Anchoring refers to the phenomenon by which quantitative judgements can be subconsciously affected by the consideration of previous (potentially unrelated) values. One experiment carried out by Tversky and Kahneman in 1974 was to ask subjects whether they thought the percentage of African countries that were members of the UN was above or below a random number between 0 and 100 selected from a ‘Wheel of Fortune’ style spinner. Immediately afterwards the subject would be asked to give their true estimate. Tversky and Kahneman found that the subjects’ estimates were greatly affected by the number that had appeared on the wheel, despite the subjects’ knowledge that the number had been generated entirely arbitrarily. For example, the median estimates for subjects that had received random numbers of 10 and 65 were 25% and 45% respectively.2
Yudkowsky extends this concept to that of the logical fallacy of generalization from fictional evidence. He argues that, given how human judgements can be skewed by obviously irrelevant prior information, our judgements are liable to be similarly affected by fictional narratives, despite the knowledge that fiction is not necessarily an accurate representation of reality. In relation to existential risks, Yudkowsky points out how both public and academic perception of the dangers of artificial intelligence may be susceptible to subconscious influence from sci-fi presentations such as The Terminator or HAL from 2001: A Space Odyssey. This is surely not helped by the approach taken by ‘journalists who insist on putting a picture of the Terminator on every single article they publish of this topic [AI safety]’3. The situation may not be much better in academia with Yudkowsky claiming that; ‘[n]ot uncommonly in a discussion of existential risk, the categories, choices, consequences, and strategies derive from movies, books and television shows. There are subtler defeats, but this is outright surrender.’ 4
The final bias we will discuss here is that of scope neglect – when a subject displays an insensitivity to the scaling of a problem. An experiment that clearly shows this effect was carried out by Desvousges et al. in 1993, in which the subjects were split into three groups that were asked how much money they would be willing to donate to save either 2,000, 20,000, or 200,000 birds from drowning in oil ponds5. Despite the scope of the problem (i.e., number of birds affected) varying by a factor of 100, the median responses were $80 for the group asked about 2,000 birds, $78 to save 20,000 birds, and $88 to save 200,000 birds. A number of theories have been proposed to explain this phenomenon, including the affect heuristic, that causes subjects to picture one or a handful of unfortunate birds unable to escape the oil pond, and base their response on this emotive image; or the purchase of moral satisfaction, that means that subjects would pay however much they subconsciously regard to count as having done a good deed, regardless of whether that deed saves 2,000 birds or 200,000.

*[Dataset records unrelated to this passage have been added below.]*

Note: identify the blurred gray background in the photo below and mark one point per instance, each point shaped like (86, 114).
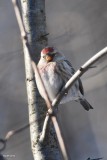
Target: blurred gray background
(77, 28)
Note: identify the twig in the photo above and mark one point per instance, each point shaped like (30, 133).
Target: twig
(48, 102)
(44, 129)
(78, 74)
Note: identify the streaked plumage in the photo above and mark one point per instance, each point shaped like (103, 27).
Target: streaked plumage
(55, 71)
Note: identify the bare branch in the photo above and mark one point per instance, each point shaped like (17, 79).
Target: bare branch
(48, 102)
(77, 74)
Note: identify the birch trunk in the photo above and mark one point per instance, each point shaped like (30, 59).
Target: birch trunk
(33, 13)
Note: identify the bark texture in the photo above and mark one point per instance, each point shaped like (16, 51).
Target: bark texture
(33, 13)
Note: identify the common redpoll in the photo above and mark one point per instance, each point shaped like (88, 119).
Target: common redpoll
(55, 71)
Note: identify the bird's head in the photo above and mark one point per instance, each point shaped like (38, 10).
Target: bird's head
(48, 54)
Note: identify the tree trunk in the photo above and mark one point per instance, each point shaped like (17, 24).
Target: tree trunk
(33, 13)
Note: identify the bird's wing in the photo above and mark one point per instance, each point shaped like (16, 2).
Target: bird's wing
(67, 72)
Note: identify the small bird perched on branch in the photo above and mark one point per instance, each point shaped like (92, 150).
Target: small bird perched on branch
(55, 71)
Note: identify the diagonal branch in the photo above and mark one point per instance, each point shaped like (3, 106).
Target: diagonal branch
(78, 74)
(48, 102)
(71, 81)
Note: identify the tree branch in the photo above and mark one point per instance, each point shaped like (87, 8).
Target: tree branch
(78, 74)
(71, 81)
(48, 102)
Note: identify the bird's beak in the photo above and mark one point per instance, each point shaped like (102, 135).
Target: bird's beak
(49, 58)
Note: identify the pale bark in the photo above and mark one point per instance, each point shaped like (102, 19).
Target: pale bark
(33, 13)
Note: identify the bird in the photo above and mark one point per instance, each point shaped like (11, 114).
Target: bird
(55, 70)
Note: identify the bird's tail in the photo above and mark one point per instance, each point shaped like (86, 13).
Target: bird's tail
(85, 104)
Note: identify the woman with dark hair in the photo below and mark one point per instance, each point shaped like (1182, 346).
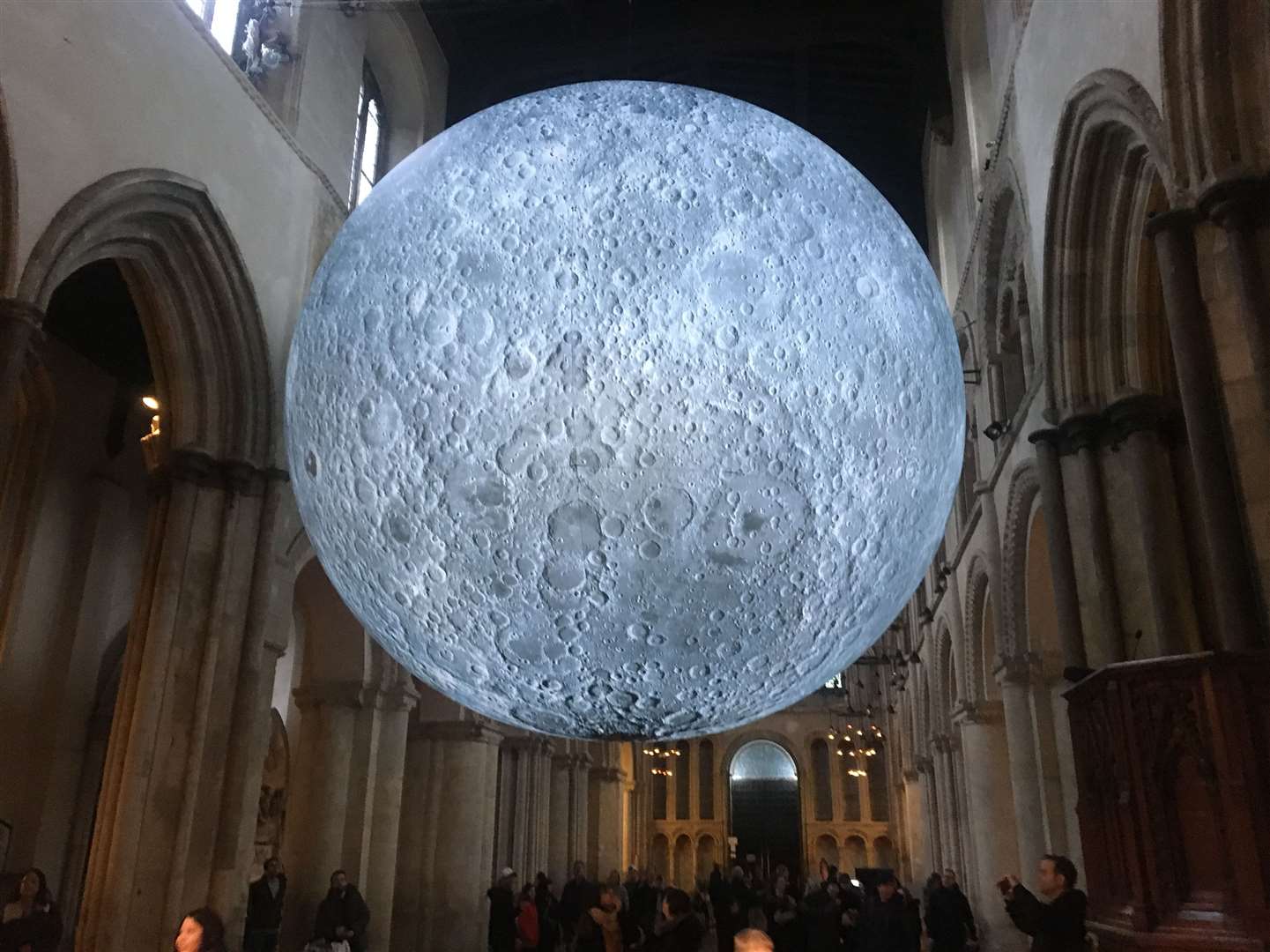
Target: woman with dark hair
(31, 920)
(681, 929)
(201, 931)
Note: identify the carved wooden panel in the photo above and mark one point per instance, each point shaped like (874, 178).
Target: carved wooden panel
(1172, 764)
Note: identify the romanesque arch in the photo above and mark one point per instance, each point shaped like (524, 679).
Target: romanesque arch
(1215, 65)
(1020, 503)
(202, 614)
(197, 305)
(1110, 173)
(977, 650)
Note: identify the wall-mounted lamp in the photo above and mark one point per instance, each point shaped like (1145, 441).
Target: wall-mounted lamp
(996, 430)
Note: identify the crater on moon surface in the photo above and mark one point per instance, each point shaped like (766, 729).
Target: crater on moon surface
(625, 410)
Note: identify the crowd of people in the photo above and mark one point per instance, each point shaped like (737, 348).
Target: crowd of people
(748, 911)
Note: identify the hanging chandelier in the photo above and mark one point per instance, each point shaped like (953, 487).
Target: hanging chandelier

Philosopher Toby Ord has applied the problem of scope neglect to existential risks, arguing that it may lead many people to understate the significance of such catastrophic events. To quote him at length:
‘For example, we tend to treat nuclear war as an utter disaster, so we fail to distinguish nuclear wars between nations with a handful of nuclear weapons (in which millions would die) from a nuclear confrontation with thousands of nuclear weapons (in which a thousand times as many people would die, and our entire future may be destroyed). Since existential risk derives its key moral importance from the size of what is at stake, scope neglect leads us to seriously underweight its importance.’ 6
The above discussion covers a mere corner of the literature addressing cognitive biases and heuristics, and we highly recommend Yudkowsky’s article to those who are interested. Despite the incredible difficulty in overcoming their effects, Yudkowsky concludes that knowledge of such biases is ‘knowledge [that is] needful to a student of existential risk’ and that the field is in need of ‘experimental literature specific to the psychology of existential risk.’ Existential risk research is still in its adolescence, and we are yet to develop the desired scientific and analytical tools that would go a long way to ensure the rigour of our subject as a scientific discipline. As it stands though, many of the estimates of existential risks, and descriptions of the related catastrophes, are largely based on subjective, individual judgement, making them fertile land for the propagation of cognitive biases with potentially drastic effects.
Combs B, Slovic P. Newspaper Coverage of Causes of Death. Journalism Quarterly. 1979;56(4):837-849. doi:10.1177/107769907905600420
- Tversky, Amos, and Daniel Kahneman. “Judgment under Uncertainty: Heuristics and Biases.” Science, vol. 185, no. 4157, 1974, pp. 1124–1131. JSTOR, www.jstor.org/stable/1738360.
- Yudkowsky, Eliezer. 2008. “Cognitive Biases Potentially Affecting Judgment of Global Risks.” In Global Catastrophic Risks, edited by Nick Bostrom and Milan M. Ćirković, 91–119. New York: Oxford University Press.
- Desvousges, William H., F. Reed Johnson, Richard W. Dunford, Kevin J. Boyle, Sara P. Hudson, and K. Nicole Wilson. 1993. “Measuring Natural Resource Damages with Contingent Valuation: Tests of Validity and Reliability.” In Hausman 1993, 91–164.
- Ord, Toby. (2020). The Precipice: Existential Risk and the Future of Humanity, (London: Bloomsbury). Page 61.